PERSONAL DE APOYO
GONZALEZ GermÁn Alexis
congresos y reuniones científicas
Título:
pSVMtune: An R library for parallel optimization of SVM parameters
Autor/es:
GERMÁN GONZÁLEZ; CRISTOBAL FRESNO; MÓNICA BALZARINI; ELMER FERNÁNDEZ; JOSÉ CROSSA
Lugar:
Córdoba
Reunión:
Congreso; Segundo Congreso Argentino de Bioinformática y Biología Computacional; 2011
Institución organizadora:
Asociación Argentina de Bioinformática y Biología Computacional
Resumen:
Current high-throughput technology allow us to measure and record simultaneously thousands of genes, proteins or molecules that can be use to interrogate different biological scenarios. Usually such genes, proteins or molecules are inspected to be used as molecular fingerprints with the expectation to build diagnostic methods or to explain biological behavior.
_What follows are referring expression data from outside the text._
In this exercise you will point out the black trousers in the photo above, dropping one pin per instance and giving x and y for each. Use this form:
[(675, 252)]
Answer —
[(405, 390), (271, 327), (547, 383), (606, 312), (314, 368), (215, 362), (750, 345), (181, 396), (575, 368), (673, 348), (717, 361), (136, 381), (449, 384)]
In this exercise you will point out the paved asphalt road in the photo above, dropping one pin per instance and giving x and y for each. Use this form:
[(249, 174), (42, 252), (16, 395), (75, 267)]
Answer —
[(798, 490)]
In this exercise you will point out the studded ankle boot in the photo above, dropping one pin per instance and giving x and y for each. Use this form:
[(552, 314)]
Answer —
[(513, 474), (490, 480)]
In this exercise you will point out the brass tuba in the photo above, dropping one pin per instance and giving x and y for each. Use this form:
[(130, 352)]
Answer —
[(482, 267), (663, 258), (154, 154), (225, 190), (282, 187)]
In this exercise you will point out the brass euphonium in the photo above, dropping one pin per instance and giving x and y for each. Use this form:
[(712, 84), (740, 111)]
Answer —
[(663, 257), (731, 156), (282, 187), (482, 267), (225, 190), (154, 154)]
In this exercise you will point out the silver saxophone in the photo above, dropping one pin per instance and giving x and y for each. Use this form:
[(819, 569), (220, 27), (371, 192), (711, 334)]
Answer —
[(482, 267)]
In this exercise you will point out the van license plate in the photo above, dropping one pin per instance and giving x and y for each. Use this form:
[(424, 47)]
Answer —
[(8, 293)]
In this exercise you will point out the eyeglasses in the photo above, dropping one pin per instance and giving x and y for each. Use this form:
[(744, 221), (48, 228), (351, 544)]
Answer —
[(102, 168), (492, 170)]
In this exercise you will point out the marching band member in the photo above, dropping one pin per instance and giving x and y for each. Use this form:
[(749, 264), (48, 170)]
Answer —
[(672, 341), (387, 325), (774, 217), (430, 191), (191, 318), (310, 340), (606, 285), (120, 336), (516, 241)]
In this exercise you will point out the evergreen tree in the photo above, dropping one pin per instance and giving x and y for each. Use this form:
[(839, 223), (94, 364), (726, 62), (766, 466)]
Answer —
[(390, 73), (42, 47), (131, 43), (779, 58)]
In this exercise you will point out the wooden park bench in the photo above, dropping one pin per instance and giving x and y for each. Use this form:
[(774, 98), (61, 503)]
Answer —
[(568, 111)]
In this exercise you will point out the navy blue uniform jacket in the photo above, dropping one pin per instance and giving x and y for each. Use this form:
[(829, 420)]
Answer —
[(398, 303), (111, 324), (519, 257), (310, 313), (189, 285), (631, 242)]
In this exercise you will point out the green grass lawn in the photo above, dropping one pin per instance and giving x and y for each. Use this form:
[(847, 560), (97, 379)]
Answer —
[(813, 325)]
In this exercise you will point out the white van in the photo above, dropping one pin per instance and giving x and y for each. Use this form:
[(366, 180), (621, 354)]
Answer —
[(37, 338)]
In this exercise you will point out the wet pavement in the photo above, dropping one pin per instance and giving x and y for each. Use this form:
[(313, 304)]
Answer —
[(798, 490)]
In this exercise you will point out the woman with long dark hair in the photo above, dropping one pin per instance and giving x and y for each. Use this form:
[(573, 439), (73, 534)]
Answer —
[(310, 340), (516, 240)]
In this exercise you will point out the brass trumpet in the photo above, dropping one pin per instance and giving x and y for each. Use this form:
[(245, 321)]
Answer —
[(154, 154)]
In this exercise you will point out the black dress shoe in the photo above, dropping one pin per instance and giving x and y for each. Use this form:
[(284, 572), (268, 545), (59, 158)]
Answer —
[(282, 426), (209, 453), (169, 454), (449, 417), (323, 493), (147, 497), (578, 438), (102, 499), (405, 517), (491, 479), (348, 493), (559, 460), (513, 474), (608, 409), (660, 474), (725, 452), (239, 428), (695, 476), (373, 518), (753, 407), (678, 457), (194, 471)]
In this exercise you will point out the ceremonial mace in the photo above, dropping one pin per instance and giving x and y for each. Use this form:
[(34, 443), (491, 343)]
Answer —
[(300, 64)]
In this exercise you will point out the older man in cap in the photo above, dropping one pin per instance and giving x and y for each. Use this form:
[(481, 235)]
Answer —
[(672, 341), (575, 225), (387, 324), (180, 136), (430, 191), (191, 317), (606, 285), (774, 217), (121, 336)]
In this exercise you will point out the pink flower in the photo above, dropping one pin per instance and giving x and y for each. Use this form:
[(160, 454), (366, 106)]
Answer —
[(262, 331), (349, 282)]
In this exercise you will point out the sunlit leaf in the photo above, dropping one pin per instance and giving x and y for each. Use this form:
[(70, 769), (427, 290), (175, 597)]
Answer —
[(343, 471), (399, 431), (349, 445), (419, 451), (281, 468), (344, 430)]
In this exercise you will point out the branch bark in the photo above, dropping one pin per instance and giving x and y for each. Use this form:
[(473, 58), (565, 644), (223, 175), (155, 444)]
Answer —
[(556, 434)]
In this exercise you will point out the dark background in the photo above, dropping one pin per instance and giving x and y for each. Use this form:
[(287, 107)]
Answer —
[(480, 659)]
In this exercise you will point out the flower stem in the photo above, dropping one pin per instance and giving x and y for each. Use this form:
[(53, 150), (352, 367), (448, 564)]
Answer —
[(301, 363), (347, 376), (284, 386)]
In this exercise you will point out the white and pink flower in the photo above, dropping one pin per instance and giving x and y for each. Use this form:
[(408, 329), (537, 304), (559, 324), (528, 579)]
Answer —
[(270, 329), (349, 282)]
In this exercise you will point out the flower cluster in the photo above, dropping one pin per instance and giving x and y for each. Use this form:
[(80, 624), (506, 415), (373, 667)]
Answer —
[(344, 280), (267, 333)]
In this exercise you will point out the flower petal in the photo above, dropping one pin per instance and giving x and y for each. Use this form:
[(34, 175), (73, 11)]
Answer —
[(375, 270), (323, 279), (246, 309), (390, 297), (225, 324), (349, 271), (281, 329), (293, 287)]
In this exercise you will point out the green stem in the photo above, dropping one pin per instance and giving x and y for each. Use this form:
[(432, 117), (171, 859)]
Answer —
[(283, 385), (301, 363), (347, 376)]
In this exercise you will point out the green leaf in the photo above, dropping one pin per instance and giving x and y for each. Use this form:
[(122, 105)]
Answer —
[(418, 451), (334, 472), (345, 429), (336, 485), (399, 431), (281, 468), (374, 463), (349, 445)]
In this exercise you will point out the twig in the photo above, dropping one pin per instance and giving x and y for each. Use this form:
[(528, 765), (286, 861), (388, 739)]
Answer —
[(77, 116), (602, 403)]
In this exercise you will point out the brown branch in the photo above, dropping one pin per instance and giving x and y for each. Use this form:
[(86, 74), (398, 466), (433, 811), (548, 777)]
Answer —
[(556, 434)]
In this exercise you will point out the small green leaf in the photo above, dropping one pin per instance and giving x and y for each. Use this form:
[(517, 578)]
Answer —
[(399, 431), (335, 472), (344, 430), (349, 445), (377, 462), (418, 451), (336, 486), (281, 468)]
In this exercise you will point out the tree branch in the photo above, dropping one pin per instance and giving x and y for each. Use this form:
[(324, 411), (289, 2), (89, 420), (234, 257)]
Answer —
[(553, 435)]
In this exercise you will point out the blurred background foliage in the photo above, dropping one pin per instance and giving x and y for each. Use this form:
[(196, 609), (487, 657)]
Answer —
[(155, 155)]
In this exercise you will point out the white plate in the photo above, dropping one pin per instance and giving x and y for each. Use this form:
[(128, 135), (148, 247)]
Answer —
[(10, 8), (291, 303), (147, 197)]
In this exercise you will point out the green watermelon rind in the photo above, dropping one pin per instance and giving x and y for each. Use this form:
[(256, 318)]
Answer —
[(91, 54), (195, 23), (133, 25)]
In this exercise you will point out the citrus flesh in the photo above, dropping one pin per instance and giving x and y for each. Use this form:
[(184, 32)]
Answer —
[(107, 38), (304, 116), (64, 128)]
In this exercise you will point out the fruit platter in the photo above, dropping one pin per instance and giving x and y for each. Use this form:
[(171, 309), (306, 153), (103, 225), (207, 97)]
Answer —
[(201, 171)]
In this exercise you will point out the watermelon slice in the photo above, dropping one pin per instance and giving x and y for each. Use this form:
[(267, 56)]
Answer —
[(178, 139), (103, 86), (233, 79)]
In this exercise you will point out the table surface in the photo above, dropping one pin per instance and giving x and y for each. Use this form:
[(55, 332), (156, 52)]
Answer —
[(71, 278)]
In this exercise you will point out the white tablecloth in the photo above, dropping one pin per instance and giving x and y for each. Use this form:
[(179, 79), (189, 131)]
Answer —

In any current high-throughput experiments, one of the main limitations is the amount of available samples yielding, from a data mining point of view, to face the “curse of dimensionality” problem (when the amount of variables exceed the number of samples). In this context, Support Vector Machines could play an outstanding role since their theoretical properties suggest them appropriate to face “curse of dimensionality” problems. Spite to be robust and to provide optimal solutions, the building process requires setting several user defined parameters which are problem dependant. One of the usual ways to look for these parameters implies a grid search approach which spans several parameters combination in a cross validation strategy. Available tune functions for SVM are sequential, requiring long runs (several hours or days) when the number of variables is large. Here we present a parallel algorithm to look for such parameters. It is based on the “snowfall” R library. The algorithm significantly speeds up the process. Here we show the performance of the “pSVMtune” R library in a Genetic Selection problem where grain yield is predicted from thousands of molecular markers.